Pour les biens alimentaires, la crise de 2008 s'est traduite par une plus grande volatilité entre enseignes, marques, conditionnements et familles de produits.

La dernière crise économique et la baisse du pouvoir d'achat ont eu un impact sur la répartition des dépenses des ménages. « Depuis 2008, les ménages ont tendance à réaliser des économies sur le poste alimentation, moins incompressible que d'autres charges, comme le logement. Ils adoptent de nouveaux comportements d'achat qui les conduisent à arbitrer davantage entre les enseignes, les marques, les conditionnements, mais aussi entre les familles de produits (viande ou poisson, légumes ou féculents…), voire à l'intérieur de chaque famille de produits (viande blanche plutôt que viande rouge, conserves plutôt que produits frais…) », explique FranceAgriMer dans une étude consacrée à l'impact de la crise sur l'évolution des comportements de consommation alimentaire des Français.
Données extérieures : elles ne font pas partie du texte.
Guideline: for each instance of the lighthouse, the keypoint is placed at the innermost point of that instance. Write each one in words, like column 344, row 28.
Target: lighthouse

L'alimentation était il y a 50 ans le premier poste de dépenses des Français. Aujourd'hui la principale charge financière incombant aux ménages est celle du logement. (P. Olivieri/Union du Cantal)

L'alimentation était il y a 50 ans le premier poste de dépenses des Français. Aujourd'hui la principale charge financière incombant aux ménages est celle du logement. (P. Olivieri/Union du Cantal)

Économies dans tous les domaines

Ce travail a été réalisé en 2008 et 2009 auprès de différentes familles habitant Paris ou la région parisienne. Il apparaît d'abord que la baisse des revenus disponibles s'est traduite par des économies dans un peu tous les domaines. « Toutefois, des priorités se dégagent : l'alimentation, les vêtements, les sorties et les vacances sont les quatre postes où il est le plus facile de réduire ses dépenses. » Le temps consacré aux courses tend à être plus important avec l'établissement d'une liste d'indispensables et un montant à ne pas dépasser. Il apparaît également que les Français utilisent de façon plus importante les différents tickets de réduction, comparent les prix entre marques nationales et marques de distributeurs, font la « chasse aux promos » et tendent à effectuer un transfert de leurs achats du frais vers le sec et le congelé suivant le prix au kilo incluant au besoin d'éventuels changements de format d'achat.
Pour autant, les achats dits « d'impulsion » n'ont pas disparu. « Mêmes touchées par des baisses de revenu, les familles enquêtées continuent à se faire plaisir, notamment au travers des achats pour les enfants. De plus, certaines marques apparaissent comme des bastions de résistance, notamment dans l'alimentaire, et ce d'autant plus qu'elles disposent d'une symbolique marquée et/ou d'une spécificité gustative qui ont créé avec le temps un ‘lien affectif' avec les consommateurs. » C'est le cas de certains sodas et pâtes sucrées à tartiner.

La viande n'est plus incontournable à chaque repas

Si l'on analyse les évolutions de comportements d'achat pour les seuls produits carnés, la viande n'apparaît plus comme un aliment incontournable à chaque repas. « On enregistre un transfert de la viande rouge, jugée chère au profit de la viande blanche qui se révèle pour ces familles plus économique, plus rassurante, plus saine, plus variée et qui offre une facilité d'utilisation. Chez les ménages de l'étude, on note également un transfert au sein des produits carnés vers des produits dérivés : saucisses, nuggets, raviolis ou boulettes. On constate une augmentation des achats en promotion ou en quantités, destinés à être congelés », précise FranceAgriMer.